McBride will first give a lunchtime workshop on how to use the Visual History Archive in research and teaching. At 7 p.m., he will give a lecture "Of course, they were Neighbors": Testimony, Archives and the Holocaust in Ukraine.” Both will be held at Belk Library and Information Commons room 114.
He was the first-ever recipient of the Greenberg Research Fellowship for advanced-standing PhD candidates and spent a month in residence at the Center in early 2015. During his residence, he conducted research in the Visual History Archive for his dissertation (for his PhD in history at UCLA) and manuscript-in-progress “‘A Sea of Blood and Tears’: Collaboration and Resistance in Nazi-Occupied Volhynia, Ukraine 1941-1944.”
Focusing his research on the perpetrators of the violence in western Ukraine during the Holocaust, McBride's study looked at the involvement of the Ukrainian police in the border Volhynia region and their actions toward victims who were in many cases acquaintances or even neighbors.
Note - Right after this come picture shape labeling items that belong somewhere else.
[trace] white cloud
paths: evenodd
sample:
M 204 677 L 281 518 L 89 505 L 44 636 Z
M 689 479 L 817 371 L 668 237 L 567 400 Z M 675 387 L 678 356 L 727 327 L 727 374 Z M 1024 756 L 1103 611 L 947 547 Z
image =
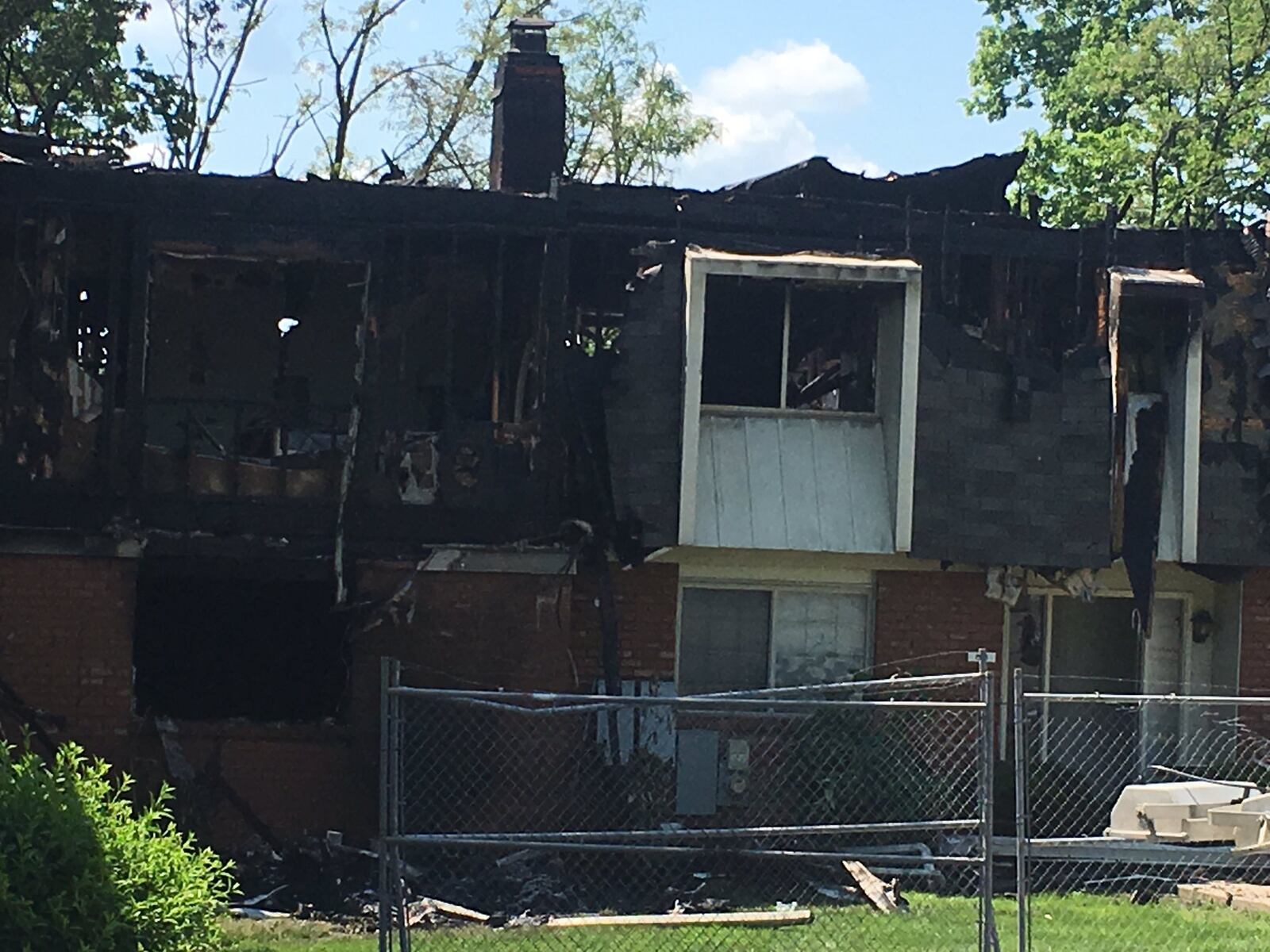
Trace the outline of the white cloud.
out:
M 850 146 L 819 145 L 808 123 L 833 121 L 867 96 L 860 70 L 822 41 L 739 56 L 706 72 L 693 90 L 693 107 L 719 123 L 719 136 L 685 159 L 677 182 L 719 188 L 823 154 L 842 169 L 878 174 Z
M 128 165 L 150 162 L 163 169 L 168 166 L 168 150 L 157 142 L 137 142 L 124 150 L 124 162 Z
M 828 43 L 790 41 L 784 50 L 756 50 L 710 70 L 698 94 L 751 109 L 832 112 L 864 103 L 869 84 Z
Choosing a micro-historical approach to the region, McBride sought to identify specific perpetrators and link them to their victims.
Through archival material, he was able to collect a biographical database of Ukrainian perpetrators in Volhynia; the Visual History Archive allowed him to obtain testimony confirming the involvement of these specific perpetrators, who are often named by their victims.
In January 2015, McBride gave a talk to students, staff and faculty at USC titled “Constructing a Micro-history of the Holocaust in Western Ukraine.” In his lecture, he addressed the success and difficulty of working with archival sources, as well as testimonies from USC Shoah Foundation’s Visual History Archive.